MAI: Platz hat Berlin auf jeden Fall! Ich hatte nicht erwartet, so viel Platz hier vorzufinden, und auch diese Offenheit hatte ich nicht erwartet – im Vergleich mit anderen europäischen Städten, in denen ich schon gewesen bin. Das hat mich darüber nachdenken lassen, hierher zu ziehen, denn hier würde ich mich nicht so fühlen, als würde ich ersticken, wie in anderen Städten, und es gibt diese Offenheit. Und die Menschen hier sehen freundlich aus, glaube ich, und auch entspannt.

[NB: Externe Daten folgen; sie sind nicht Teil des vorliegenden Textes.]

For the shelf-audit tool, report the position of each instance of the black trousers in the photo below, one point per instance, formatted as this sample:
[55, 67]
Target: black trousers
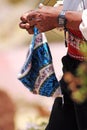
[68, 116]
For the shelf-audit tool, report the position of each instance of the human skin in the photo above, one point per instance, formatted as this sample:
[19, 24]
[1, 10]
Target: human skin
[45, 18]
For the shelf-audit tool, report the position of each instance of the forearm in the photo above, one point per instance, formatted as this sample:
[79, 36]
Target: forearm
[74, 19]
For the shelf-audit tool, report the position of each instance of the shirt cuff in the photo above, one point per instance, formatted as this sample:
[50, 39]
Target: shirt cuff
[83, 25]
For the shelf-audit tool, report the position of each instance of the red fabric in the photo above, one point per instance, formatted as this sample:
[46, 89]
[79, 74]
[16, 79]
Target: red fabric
[76, 33]
[72, 49]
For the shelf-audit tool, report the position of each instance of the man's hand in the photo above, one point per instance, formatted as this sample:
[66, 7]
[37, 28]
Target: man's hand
[44, 18]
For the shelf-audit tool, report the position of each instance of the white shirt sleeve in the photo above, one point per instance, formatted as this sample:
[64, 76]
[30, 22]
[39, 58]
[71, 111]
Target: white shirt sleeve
[83, 25]
[59, 2]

Es gibt nicht diese Art von Kälte… Berlin hat auch diesen spezifischen Geruch, den ich unmittelbar mit der Stadt verbinde, denn in jeder Stadt, in die ich reise, versuche ich den Geruch des Ortes zu empfinden… Woran ich mich aber erinnern werde, ist dieses Zeug, das weiße Zeug und der Wind, der es wie Schnee herumfliegen lässt… Es war gestern, im Viktoriapark, wir saßen da und diese kleinen weißen Dinger wirbelten in der Luft herum, wie Schnee, aber es war kein Schnee. Das war eine völlig neue Erfahrung für mich. Ich habe so etwas noch nie gesehen, so viele, auf dem Boden… Wenn ich Berlin beschreiben könnte, wäre es genau das!